Maximum bounty from two paths through a rectangular grid

Question

I am trying to solve problem similar to this problem at GeeksforGeeks, yet different:
Given a rectangular 2-d grid with some coin value present in each cell, the task is to start from the top-left and bottom-right corner going right or down, and from bottom-right to top-left going left or up, maximizing the combined amount of coin picked. Coin in each cell can be picked only once.
The solution in the link is to start both traversal simultaneously but that's not going to work here.
How should I solve this? The brute force way of doing this would be enumerating all paths and picking two paths that maximizes the sum of coins picked but that's not going to work for large input.

Answer 1

We can solve this problem by making three observations:

• First, rather than starting at two different points, we can reverse the direction of the second person, so the problem become two people start at the top left corner and move toward bottom right corner simultaneously.

• Second, if we make an assumption that, two persons will make their move at the same speed, the state of these two can be represented by only three parameters: x1, x2 and y1. As we can easily calculate the number of move the first person had made based on his current location (sum x1 + y1, as he can only move right or down), so, we can also figure out the current location of second person (y2 = x1 + y1 - x2). Keep in mind that, both need to make same number of step to reach the bottom right, so both will have same number of move in any given time.

• Lastly, We should notice that, a person cannot visit a location more than one, as the only directions each can take are right or down. Further more, in any state, the number of move each person made are equaled, so, if there exists location(s) visited by both persons, they will visit this location at the same time (and only when x1 = x2), thus, we can easily count the number of coins collected.

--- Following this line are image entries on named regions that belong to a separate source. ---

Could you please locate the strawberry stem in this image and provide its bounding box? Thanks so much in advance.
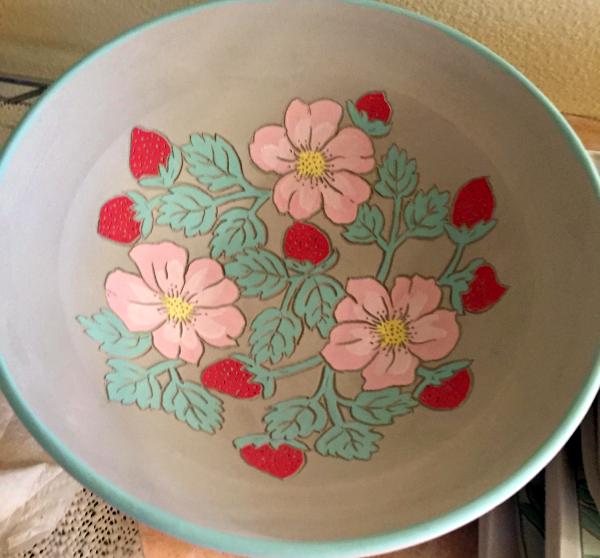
[313,364,345,425]
[438,242,466,286]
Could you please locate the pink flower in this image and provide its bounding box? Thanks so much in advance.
[321,275,460,389]
[105,242,246,364]
[250,99,375,223]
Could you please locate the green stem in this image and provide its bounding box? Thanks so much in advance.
[240,177,271,199]
[214,190,266,205]
[376,196,410,283]
[438,243,466,285]
[280,275,302,310]
[169,366,182,384]
[413,367,431,401]
[313,364,345,425]
[376,231,410,283]
[265,355,323,378]
[250,197,269,215]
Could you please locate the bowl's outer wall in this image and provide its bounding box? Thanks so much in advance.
[0,0,600,556]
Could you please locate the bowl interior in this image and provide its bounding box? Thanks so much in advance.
[0,0,600,552]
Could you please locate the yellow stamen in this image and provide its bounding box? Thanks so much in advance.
[375,319,408,348]
[162,295,194,322]
[296,151,327,178]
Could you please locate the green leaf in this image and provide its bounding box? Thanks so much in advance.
[342,203,384,244]
[210,207,267,258]
[156,184,217,237]
[417,360,472,386]
[105,359,162,409]
[127,191,154,238]
[225,248,289,300]
[315,422,382,460]
[253,376,277,399]
[445,219,496,245]
[264,397,327,440]
[346,101,392,138]
[350,387,419,424]
[375,144,419,198]
[162,378,223,434]
[404,186,450,238]
[250,308,302,364]
[294,275,344,338]
[139,145,183,188]
[440,258,485,314]
[77,308,152,358]
[285,259,315,275]
[183,133,246,192]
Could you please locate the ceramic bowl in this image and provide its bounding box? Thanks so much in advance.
[0,0,600,558]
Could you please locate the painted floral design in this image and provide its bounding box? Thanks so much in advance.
[105,242,246,364]
[321,275,459,390]
[77,91,509,479]
[250,99,375,223]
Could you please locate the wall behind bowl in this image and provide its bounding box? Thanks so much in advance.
[0,0,600,118]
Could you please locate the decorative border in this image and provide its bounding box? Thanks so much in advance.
[0,0,600,558]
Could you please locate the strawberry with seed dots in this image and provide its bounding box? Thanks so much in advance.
[451,176,496,229]
[419,368,471,411]
[129,128,171,180]
[355,91,392,124]
[98,196,142,244]
[200,358,262,399]
[283,223,331,265]
[461,264,508,313]
[240,443,306,479]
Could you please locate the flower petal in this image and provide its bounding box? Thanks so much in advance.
[190,279,240,308]
[335,277,391,324]
[182,258,240,308]
[152,321,183,358]
[408,310,460,360]
[285,99,343,150]
[362,350,419,389]
[152,322,204,364]
[273,173,322,219]
[129,242,187,294]
[105,269,166,331]
[250,126,296,174]
[324,128,375,174]
[391,275,442,321]
[192,306,246,347]
[321,171,371,224]
[321,322,377,371]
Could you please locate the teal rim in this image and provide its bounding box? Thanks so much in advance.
[0,0,600,558]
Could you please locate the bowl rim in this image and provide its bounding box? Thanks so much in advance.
[0,0,600,558]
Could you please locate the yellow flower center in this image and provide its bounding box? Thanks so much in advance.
[296,151,327,178]
[375,319,408,348]
[162,295,194,322]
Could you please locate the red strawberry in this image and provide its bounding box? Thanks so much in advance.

From these observations, it can be easily reduced to a similar problem to the problem in OP's link:

Starting from state (x1, x2, y1), as each person can only move right or down, we will have following next states:

 (x1 + 1, x2 + 1, y1) : Both move to the right.
 (x1 + 1, x2, y1) : First person move right, second move down
 (x1, x2 + 1, y1 + 1) : First move down, second move right
 (x1, x2, y1 + 1) : Both move down.

So, we have our dynamic programming formula:

dp[x1][x2][y1] = coin[x1][y1] + (x2 != x1 ? coin[x2][y2] : 0 ) + max(dp[x1 + 1][x2 + 1][y1], dp[x1 + 1][x2][y1], dp[x1][x2 + 1][y1 + 1], dp[x1][x2][y1 + 1])

Answer 2

I'm not clear on the exact requirements for the 2 traversals you need but for any given traversal here is what I would suggest. Use Dijkstra's algorithm but build it such that instead of having the determining factor being the length/weight of a connection between 2 nodes make it the values of the grid square. It is also important to make sure it checks for the path with the max value instead of the min value.

Taking this approach should make it so that if there is more than one way to get to a square (which there will be most of the time) the algorithm will ignore all but the path that has accumulated the max value thereby reducing the number of paths that need to be checked.

ex:

Input :

int arr[R][C] = {{3, 6, 8},
                 {5, 2, 4},
                 {5, 1, 20},
                 {5, 1, 20, 10},
                };

start: (0,0) 3

first step:

    P1: (0,0) 3 , (1,1) 2 Total = 5
    P2: (0,0) 3 , (1,0) 5 Total = 8
both are still in the running for the best path.

Step 2: both P1 and P2 can have their next step to (2,1) 1 in the brute force method you would have both paths continues through the rest of the graph but in this method we see P2 has a greater value than P1 so there is no need to continue with P1 and from that square onward just continue with P2.